Por mais que a cena hardcore nordestina seja rica de bons exemplos são raras as bandas que chegam aos ouvidos de outras regiões através da mídia tradicional. Por que vocês acham que há um tratamento, visivelmente, diferente com os artistas da região?
Porque o Nordeste é o gueto do gueto. Os olhos do eixo dificilmente se voltam para essa região, e piora ainda mais quando se fala do Norte do país. Há uma verdadeira segregação e, infelizmente, a cena hardcore e a cena independente, no geral não fogem dessa lógica. É algo que está enraizado em nosso país, e que já deveria estar sendo mudado, ao menos dentro da cena hardcore. Se você analisar bem, qual outra cena se não a nossa (nordestina) produziu uma websérie, scene report, e com qualidade? Mas você dificilmente vê as pessoas de outras cenas, de outros estados apoiando ou comentando sobre, acaba ficando algo mais regional mesmo, porque se não for nós por nós mesmo não vira.
Em geral o rock, antes um instrumento revolucionário, foi nos últimos anos sendo cooptado pela ótica da extrema direita, fazendo com que o discurso reacionário e omissão política façam parte da cena. Como vocês veem esse cenário e qual a alternativa para combater essa visão?
Cara, na verdade a extrema direita sempre fez isso. Se infiltrou em sindicatos e no proletariado para incutir a ideia de que imigrantes tomavam empregos, aproveitou uma juventude cheia de ódio e rebeldia, como os skinheads tradicionais para cooptar, em 2013 foram às ruas para puxar pessoas para seu lado, sempre com discursos sutis que a primeira vista nem são tão escrotos. Então, nem acho que esse processo de cooptação foi algo dos últimos anos. Dito isso, o erro não são dos reaças. Eles fazem o que tem que ser feito, trabalho de base. Se o que se chama de esquerda não faz isso, deixa lacunas alguém vai ocupar. Além disso, se esse tipo de pessoa tem ingressado, com livre acesso para inclusive despejar suas merdas ideológicas, é porque alguém está deixando.

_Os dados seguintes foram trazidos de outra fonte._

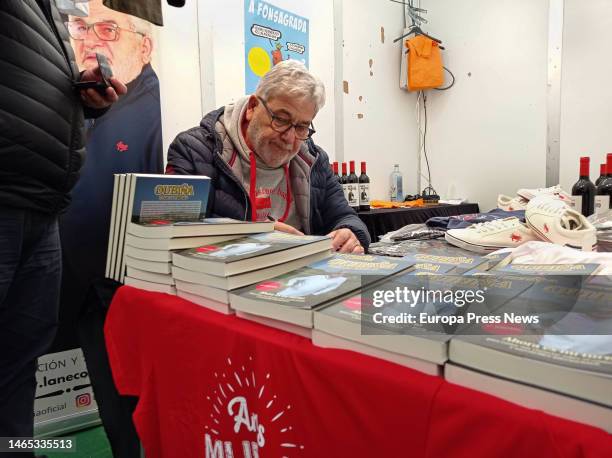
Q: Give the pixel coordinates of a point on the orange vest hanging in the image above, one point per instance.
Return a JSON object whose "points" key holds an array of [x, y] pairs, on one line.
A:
{"points": [[425, 69]]}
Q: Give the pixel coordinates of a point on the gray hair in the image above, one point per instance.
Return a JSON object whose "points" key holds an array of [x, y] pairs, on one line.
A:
{"points": [[139, 25], [291, 78]]}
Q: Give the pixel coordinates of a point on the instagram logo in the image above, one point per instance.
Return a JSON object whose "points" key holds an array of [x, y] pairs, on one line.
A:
{"points": [[83, 400]]}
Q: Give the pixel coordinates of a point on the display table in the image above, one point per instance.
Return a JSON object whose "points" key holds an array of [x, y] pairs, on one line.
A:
{"points": [[216, 385], [382, 220]]}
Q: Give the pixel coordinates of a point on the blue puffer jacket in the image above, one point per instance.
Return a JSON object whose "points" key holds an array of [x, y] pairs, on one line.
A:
{"points": [[197, 151]]}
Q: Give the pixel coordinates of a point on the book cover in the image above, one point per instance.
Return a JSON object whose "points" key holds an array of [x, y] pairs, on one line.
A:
{"points": [[460, 262], [548, 269], [248, 247], [169, 197], [165, 228]]}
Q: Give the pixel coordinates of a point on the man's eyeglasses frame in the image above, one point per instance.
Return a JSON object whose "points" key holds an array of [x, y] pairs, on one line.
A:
{"points": [[284, 125]]}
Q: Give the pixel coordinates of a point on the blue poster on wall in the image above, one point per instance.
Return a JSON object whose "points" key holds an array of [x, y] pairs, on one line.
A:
{"points": [[271, 35]]}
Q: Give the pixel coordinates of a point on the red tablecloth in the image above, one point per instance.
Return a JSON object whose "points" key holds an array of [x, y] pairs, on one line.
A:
{"points": [[217, 386]]}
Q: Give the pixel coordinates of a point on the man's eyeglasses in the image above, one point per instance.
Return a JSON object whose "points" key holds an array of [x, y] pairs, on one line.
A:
{"points": [[105, 31], [281, 124]]}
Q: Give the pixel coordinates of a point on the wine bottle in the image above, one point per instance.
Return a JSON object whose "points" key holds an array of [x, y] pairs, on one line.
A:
{"points": [[344, 182], [583, 191], [353, 188], [603, 199], [602, 174], [364, 189]]}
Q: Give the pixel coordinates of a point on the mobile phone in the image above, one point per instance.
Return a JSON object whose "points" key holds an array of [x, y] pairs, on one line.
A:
{"points": [[105, 71]]}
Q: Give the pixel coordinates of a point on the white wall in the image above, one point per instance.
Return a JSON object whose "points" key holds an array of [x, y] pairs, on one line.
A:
{"points": [[586, 88], [386, 132], [487, 135], [222, 44], [176, 61]]}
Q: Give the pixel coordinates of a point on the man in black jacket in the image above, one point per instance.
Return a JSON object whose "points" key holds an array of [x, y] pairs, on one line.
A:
{"points": [[263, 163], [41, 152]]}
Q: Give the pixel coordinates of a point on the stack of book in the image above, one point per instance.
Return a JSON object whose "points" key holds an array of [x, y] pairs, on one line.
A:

A alternativa para combater é o próprio combate, aliado ao trabalho de base, a demonstrar que o nosso modo de ver o mundo é o mais correto e menos escroto, mas se você ao invés disso propaga que hardcore não é política, se você só se preocupa em ter um style legal e/ou está mais preocupado com riffs legais, cada vez mais a política irá se afastar do hardcore e as lacunas vão sendo deixadas para quem quer ocupar.
O Cena Morta é exemplar, pois cumpre a nobre missão de trazer ao público iniciativas musicais do mercado independente. Para além do vocês quais outros trabalhos vocês recomendam para que possamos nos aprofundar ainda mais no que acontece por aí?
Falando do Nordeste, temos diversas produções organizadas ou co organizadas pelo selo Tocaia, de Itabuna, sul da Bahia; o coletivo Minas Que Fortalecem, que com o Tocaia produziu o lançamento da coletânea “Baianas Para O Mundo Ouvir”, juntamente com uma ação social para famílias vítimas da chuva aqui na Bahia; o Oganpazan, que é um site que produz matérias sobre música em geral, mas que dá uma atenção bem acima da média pro punk hardcore local e não local também. Em Recife tem a Rede Periférica Antifascista que tá a todo vapor, produzindo bastante coisa, com sede própria e tudo mais.
Por fim, quais são os planos futuros do Cena Morta?
A ideia é se manter ativo, mas de forma esporádica. Quando for conveniente, mas principalmente quando for preciso. Foi assim na segunda temporada da websérie. Não era conveniente, mas era preciso. Nós pegamos 5 anos após a primeira e nos demos conta de que era um bom intervalo para se fazer um novo recorte da cena. E assim foi feito. As idéias, vontades e necessidades vão surgindo e a gente busca formas de viabilizar o processo, seja de forma totalmente autônoma e independente ou contando com ajuda de terceiros.
– Bruno Lisboa escreve no Scream & Yell desde 2014.